This is a talk for the University of Wisconsin, Madison Logic Seminar, 25 January 2020 1 pm (7 pm UK).
The talk will be held online via Zoom ID: 998 6013 7362.
Abstract. It is a mystery often mentioned in the foundations of mathematics that our best and strongest mathematical theories seem to be linearly ordered and indeed well-ordered by consistency strength. Given any two of the familiar large cardinal hypotheses, for example, generally one of them proves the consistency of the other. Why should this be? The phenomenon is seen as significant for the philosophy of mathematics, perhaps pointing us toward the ultimately correct mathematical theories. And yet, we know as a purely formal matter that the hierarchy of consistency strength is not well-ordered. It is ill-founded, densely ordered, and nonlinear. The statements usually used to illustrate these features are often dismissed as unnatural or as Gödelian trickery. In this talk, I aim to overcome that criticism—as well as I am able to—by presenting a variety of natural hypotheses that reveal ill-foundedness in consistency strength, density in the hierarchy of consistency strength, and incomparability in consistency strength.
The talk should be generally accessible to university logic students, requiring little beyond familiarity with the incompleteness theorem and some elementary ideas from computability theory.
Wonderful! I can’t wait. I was precisely reading Maddy on Steel’s Multiverse (in particular, in comparison with yours), when notified of this event.
My impatience was rewarded beyond my expectations! Bravo again. Sorry, I feel like a spamming groupie, but hey, your work only has not to be so exciting so that I stop.

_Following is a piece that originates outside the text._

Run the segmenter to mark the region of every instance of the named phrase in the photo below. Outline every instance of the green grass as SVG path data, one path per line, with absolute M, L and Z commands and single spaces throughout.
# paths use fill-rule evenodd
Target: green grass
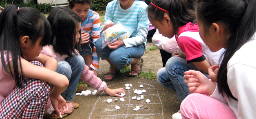
M 146 48 L 146 50 L 145 51 L 145 53 L 149 52 L 150 51 L 151 51 L 152 50 L 154 50 L 156 49 L 158 49 L 158 48 L 156 46 L 153 46 L 148 47 Z
M 151 69 L 149 69 L 149 72 L 142 72 L 139 75 L 136 76 L 139 78 L 143 78 L 148 80 L 155 80 L 157 79 L 157 74 L 152 73 Z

Just wanted to ask you something I did not have time to yesterday: would you have any idea of the order type of the consistency strength order (if ever there are canonically regstered ill-founded & nonlinear order types…)?
In my paper, which we shall be reading in the seminar in which I believe you are participating this term, I prove that this hierarchy contains copies of the free countable Boolean algebra, and so in particular it is universal for all countable partial orders. So it is very complicated.
Oh great! Your belief is right. Thank you!
Okay, such as the Turing Degrees then… Makes me wonder whatis known about universal countable partial orders, more than mutual embeddability… But those two instances plus K.J. Williams’ T-realizations of any countable model of ZFC, already prompts to think they’re even more complicated!